4. Ella: She actually put a hit out on me. But she sorta made up for it when she apologized to me, posed as me, and took the fall herself.
5. Skizz: Mary’s drug dealer. Savory sort.
6. George: Uh, apparently not so much my father’s “old friend from the Agency.”
7. Natasha: Again, ticked off that her daughter was being passed over in favor of me. Please-Tatiana can have all the glory of the “Organization.” I just kind of want a permanent address.
8. Tatiana: see above.
9. The doctors at Fort Myers: Weren’t so thrilled when I uncovered their operation and busted my long-lost brother out of there.


Some things I like:
Chess
Slurpees
Road Runner cartoons
Eye boogers
W. B. Yeats
Ed

Some things I don't like:
Four-dollar coffee drinks
Foster parents
Skim milk
Butterflies
Baking soda toothpaste
Myself

A thing I hate:
Being away from my dad


People who have been killed as a result of hanging around with me:

1. David: Not sure.
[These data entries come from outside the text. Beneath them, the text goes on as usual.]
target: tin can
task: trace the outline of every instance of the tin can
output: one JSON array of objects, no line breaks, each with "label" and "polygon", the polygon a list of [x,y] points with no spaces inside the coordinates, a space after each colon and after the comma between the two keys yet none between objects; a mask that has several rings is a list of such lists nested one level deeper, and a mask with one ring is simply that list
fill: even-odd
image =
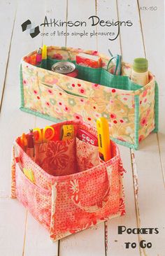
[{"label": "tin can", "polygon": [[71,76],[72,78],[76,78],[78,76],[78,69],[76,69],[76,66],[72,62],[57,62],[52,65],[52,71],[63,75]]},{"label": "tin can", "polygon": [[73,138],[75,129],[73,125],[63,125],[61,129],[60,139],[66,141],[69,138]]}]

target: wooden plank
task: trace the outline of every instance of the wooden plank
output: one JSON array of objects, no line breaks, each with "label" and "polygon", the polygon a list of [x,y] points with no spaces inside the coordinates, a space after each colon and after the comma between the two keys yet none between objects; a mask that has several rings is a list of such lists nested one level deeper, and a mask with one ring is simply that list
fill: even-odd
[{"label": "wooden plank", "polygon": [[164,95],[164,1],[139,0],[138,3],[149,69],[156,76],[159,94]]},{"label": "wooden plank", "polygon": [[16,200],[0,199],[0,255],[22,255],[25,209]]},{"label": "wooden plank", "polygon": [[45,27],[43,27],[45,33],[44,36],[43,36],[43,44],[47,45],[65,46],[66,36],[64,33],[66,31],[66,27],[65,26],[58,27],[58,25],[59,26],[60,20],[66,21],[66,0],[62,0],[60,1],[48,0],[45,1],[44,5],[45,15],[43,17],[45,18],[45,16],[46,16],[49,23],[51,21],[54,21],[55,19],[57,24],[55,24],[55,22],[52,22],[48,27],[47,25]]},{"label": "wooden plank", "polygon": [[15,15],[16,11],[16,1],[1,1],[0,10],[8,10],[1,11],[0,23],[7,24],[1,26],[1,33],[3,36],[0,38],[0,109],[1,106],[1,100],[5,85],[6,76],[6,67],[8,66],[8,57],[10,51],[10,41],[13,36],[13,29],[15,22]]},{"label": "wooden plank", "polygon": [[[91,25],[91,19],[89,17],[95,15],[95,1],[90,1],[90,5],[87,0],[68,0],[68,14],[67,20],[85,22],[82,26],[78,27],[68,27],[67,32],[69,35],[66,38],[66,45],[68,47],[73,47],[76,48],[84,48],[86,50],[96,50],[96,38],[94,34],[96,31],[96,27]],[[86,36],[73,35],[72,33],[87,34]]]},{"label": "wooden plank", "polygon": [[[91,1],[90,3],[90,8],[89,8],[89,3],[87,1],[69,1],[68,20],[87,20],[90,15],[96,13],[94,1]],[[68,27],[67,31],[69,32],[70,36],[67,36],[66,46],[96,50],[96,38],[88,37],[87,39],[85,37],[71,36],[71,32],[80,33],[82,30],[83,29],[80,27]],[[91,27],[87,26],[85,31],[89,33],[90,31]],[[105,253],[104,225],[101,223],[94,227],[66,237],[60,241],[59,245],[60,256],[72,254],[85,256],[93,254],[96,256],[103,255]]]},{"label": "wooden plank", "polygon": [[[164,74],[165,66],[164,38],[162,36],[164,24],[164,1],[152,0],[150,4],[147,1],[139,1],[141,18],[143,22],[143,38],[146,45],[146,54],[149,61],[150,69],[155,75],[159,85],[159,132],[157,134],[159,150],[162,162],[162,174],[164,179],[165,170],[165,136],[164,122]],[[148,10],[145,9],[146,7]],[[151,20],[151,22],[149,22]],[[151,29],[152,28],[152,29]],[[151,39],[152,38],[152,39]],[[156,49],[156,50],[155,50]],[[165,183],[165,181],[164,181]]]},{"label": "wooden plank", "polygon": [[[150,1],[150,6],[155,6],[155,1]],[[139,7],[141,6],[150,7],[147,1],[140,1]],[[151,13],[151,10],[148,10],[144,13],[143,10],[141,10],[140,13],[146,57],[150,62],[150,66],[152,66],[153,72],[156,76],[158,75],[157,78],[159,80],[160,84],[162,85],[164,81],[163,73],[159,69],[160,62],[157,58],[157,55],[154,52],[158,41],[158,48],[160,50],[163,49],[164,45],[162,34],[162,1],[157,1],[157,9],[155,12]],[[149,28],[152,28],[152,34]],[[153,34],[155,36],[152,36]],[[160,35],[162,35],[162,38]],[[164,92],[162,85],[160,90],[161,92]],[[164,109],[164,104],[162,105],[162,109]],[[162,122],[163,120],[162,121],[160,120],[160,122]],[[163,141],[164,141],[162,140]],[[138,197],[141,225],[142,227],[158,227],[159,228],[159,234],[157,235],[143,236],[143,239],[145,236],[147,241],[150,241],[152,243],[152,249],[146,248],[145,252],[143,251],[144,255],[151,253],[153,255],[163,255],[165,249],[163,242],[165,238],[164,229],[165,208],[163,203],[165,197],[164,184],[162,177],[162,162],[161,162],[162,152],[159,145],[157,135],[152,134],[142,143],[140,147],[141,150],[135,152],[136,162],[138,170],[139,170],[138,183],[139,187],[141,186]],[[162,151],[162,154],[164,152]]]},{"label": "wooden plank", "polygon": [[[141,4],[143,4],[143,6],[147,6],[148,5],[148,1],[143,1]],[[121,13],[120,12],[120,13]],[[159,17],[159,15],[157,14],[157,16]],[[143,56],[145,56],[146,52],[147,58],[150,58],[150,52],[149,49],[150,49],[151,46],[148,43],[146,44],[144,38],[148,38],[148,42],[150,42],[150,41],[153,40],[153,38],[152,37],[151,38],[148,29],[144,31],[143,28],[145,26],[145,23],[148,24],[148,28],[149,27],[153,28],[155,24],[159,24],[159,20],[157,20],[156,16],[155,17],[152,16],[152,19],[146,17],[146,20],[143,20],[139,17],[139,26],[141,27],[142,38],[139,38],[136,31],[134,34],[134,38],[136,38],[134,42],[137,44],[137,47],[134,43],[132,46],[129,45],[127,46],[126,45],[125,48],[124,48],[122,44],[123,53],[124,51],[127,52],[126,47],[128,47],[129,49],[132,47],[132,52],[134,50],[137,54],[137,57],[140,56],[141,51],[143,50]],[[152,34],[153,34],[153,30],[152,31]],[[122,40],[122,38],[125,38],[125,41],[127,40],[127,36],[126,36],[126,35],[121,35],[121,40]],[[152,42],[152,45],[155,45],[156,42]],[[152,50],[154,50],[153,48]],[[127,52],[128,55],[130,53],[130,51]],[[128,56],[127,55],[127,57]],[[133,59],[134,57],[133,57],[132,53],[129,57],[129,59],[131,59],[131,58]],[[157,58],[154,58],[153,55],[152,55],[150,62],[157,63],[155,66],[159,66]],[[139,227],[148,227],[151,228],[155,227],[155,226],[159,227],[162,225],[162,227],[164,208],[164,206],[162,206],[162,204],[163,204],[163,200],[164,200],[164,194],[157,135],[152,134],[148,136],[142,142],[138,151],[134,152],[134,150],[131,150],[131,152],[138,226]],[[135,158],[134,157],[134,155]],[[154,163],[151,159],[153,159]],[[157,196],[158,194],[159,197]],[[157,207],[155,207],[155,205],[157,205]],[[141,249],[141,255],[150,255],[150,253],[152,255],[163,254],[164,248],[162,245],[163,244],[162,240],[164,238],[164,234],[162,229],[160,229],[158,235],[140,235],[139,241],[144,239],[147,242],[152,242],[153,245],[152,249]]]},{"label": "wooden plank", "polygon": [[[97,0],[96,1],[96,15],[99,17],[100,21],[114,21],[115,22],[118,20],[117,3],[115,0]],[[120,54],[120,41],[119,35],[115,40],[114,39],[117,35],[117,27],[105,26],[105,23],[103,23],[103,27],[101,25],[97,25],[97,32],[99,35],[97,36],[98,41],[98,50],[101,53],[104,53],[107,56],[110,56],[108,49],[110,50],[113,55]],[[101,33],[105,34],[101,35]],[[111,33],[113,36],[106,33]],[[111,40],[109,40],[111,39]]]},{"label": "wooden plank", "polygon": [[143,35],[136,1],[117,0],[119,20],[130,20],[132,26],[121,26],[120,38],[123,60],[133,63],[136,57],[145,57]]},{"label": "wooden plank", "polygon": [[[128,15],[123,15],[127,11],[126,5],[122,4],[122,2],[118,3],[115,1],[97,1],[97,13],[98,16],[103,17],[103,20],[110,20],[116,22],[117,20],[127,20]],[[122,6],[120,6],[122,5]],[[131,16],[136,15],[136,10],[134,10],[134,6],[131,7],[129,13],[131,13]],[[100,28],[99,28],[100,29]],[[122,43],[125,43],[124,40],[122,36],[127,33],[128,34],[129,27],[121,27],[120,35],[113,41],[109,41],[107,42],[106,38],[101,40],[98,38],[99,45],[98,48],[100,52],[103,52],[107,54],[108,48],[110,48],[113,53],[121,54],[122,49]],[[98,29],[99,30],[99,29]],[[102,29],[104,31],[104,27]],[[106,30],[105,30],[106,31]],[[110,31],[110,29],[109,29]],[[116,28],[111,28],[110,31],[114,31],[116,34]],[[122,43],[122,45],[121,45]],[[106,46],[106,48],[105,47]],[[124,57],[126,55],[124,55]],[[138,241],[138,236],[136,235],[131,236],[124,232],[122,235],[118,234],[118,226],[125,226],[127,227],[136,227],[137,220],[136,216],[135,200],[134,194],[134,183],[132,178],[132,170],[131,164],[131,155],[129,148],[119,146],[121,157],[123,160],[123,165],[127,173],[124,176],[124,187],[125,190],[125,206],[126,215],[121,218],[115,218],[108,222],[108,251],[107,255],[132,255],[132,251],[125,248],[126,242],[136,242]],[[136,248],[134,250],[134,255],[139,255],[139,249]]]},{"label": "wooden plank", "polygon": [[40,24],[43,22],[45,15],[44,3],[45,0],[37,1],[35,4],[32,0],[19,1],[7,70],[7,84],[18,86],[19,66],[22,57],[42,45],[41,34],[32,38],[28,30],[22,32],[21,24],[30,20],[32,27],[38,25],[41,32],[43,27]]},{"label": "wooden plank", "polygon": [[53,243],[49,232],[28,213],[24,256],[57,256],[58,242]]}]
Think Loki “disposed” of him based on his bad behavior.
2. Mary: Either killed by Skizz or killed by someone posing as Skizz. The fun is in guessing (yes, that’s sarcasm).
3. Ella: Met similar fate as David.
4. Mike Suarez: Sam’s roommate who got played in one of Loki’s twisted games.
5. Josh Kendall: Heather’s “boyfriend” who turned out to be one of Loki’s lackeys. The good news? Yea, Loki cloned him. Wouldn’t be surprised of there were a few more “Joshes” still running around.
6. Sam: Shot dead. But - ha ha! - not really dead. Just injured, captured, and held. Always a fun time when your true loves comes back from the dead. Very Dynasty.


On Location: My personal travel journal

They say Paris, France, is the city of love, and “they” weren’t messing around! When Dad and I headed off there to spend some QT together for the first times since I was twelve, we were really feelings the love! We had barely set foot in the country when we were being followed by men - probably Loki’s - who wanted us dead. But as I always say, a day without a barroom brawl is like a day without sunshine. Nothin like an attack at a local wine bar to take the bloom off the proverbial rose. Good thing I know how to take care of myself. Forget Paris - big time.

Of course, if it’s sun, rest, and relaxation you’re looking for, you can’t do better than Fort Myers, Florida. Oh, sure, there’s the pesky issue of electroshock therapy to contend with, and - oh yea - you just might encounter a long-lost brother you never knew you had. And then somehow find yourself wearing dresses and makeup and grinning at everyone like some moronic girlie-girl. But all you need is one square peg (think Angelina in Girl, Interrupted) to remind you of who you really are, and before you know it, you’ll be busting out. All hell and whatever. Thank God for boyfriends with savior complexes!

Speaking of which, if you’re going to go to Siberia (which, frankly, I can’t recommend) and you hope to rescue your CIA agent father who’s been captured by the enemy, well, then - and this I can’t stress enough - you simply must be sure to bring along his borderline insane rogue agent brother. Bonus points if said brother has tried to kill you more than once. But I digress. The point I was making was that really, nothing brings two people together like a stint riding the rails in a foreign country under constant threat of attack. So if your boyfriend offers to come with you, by all means - bring him along!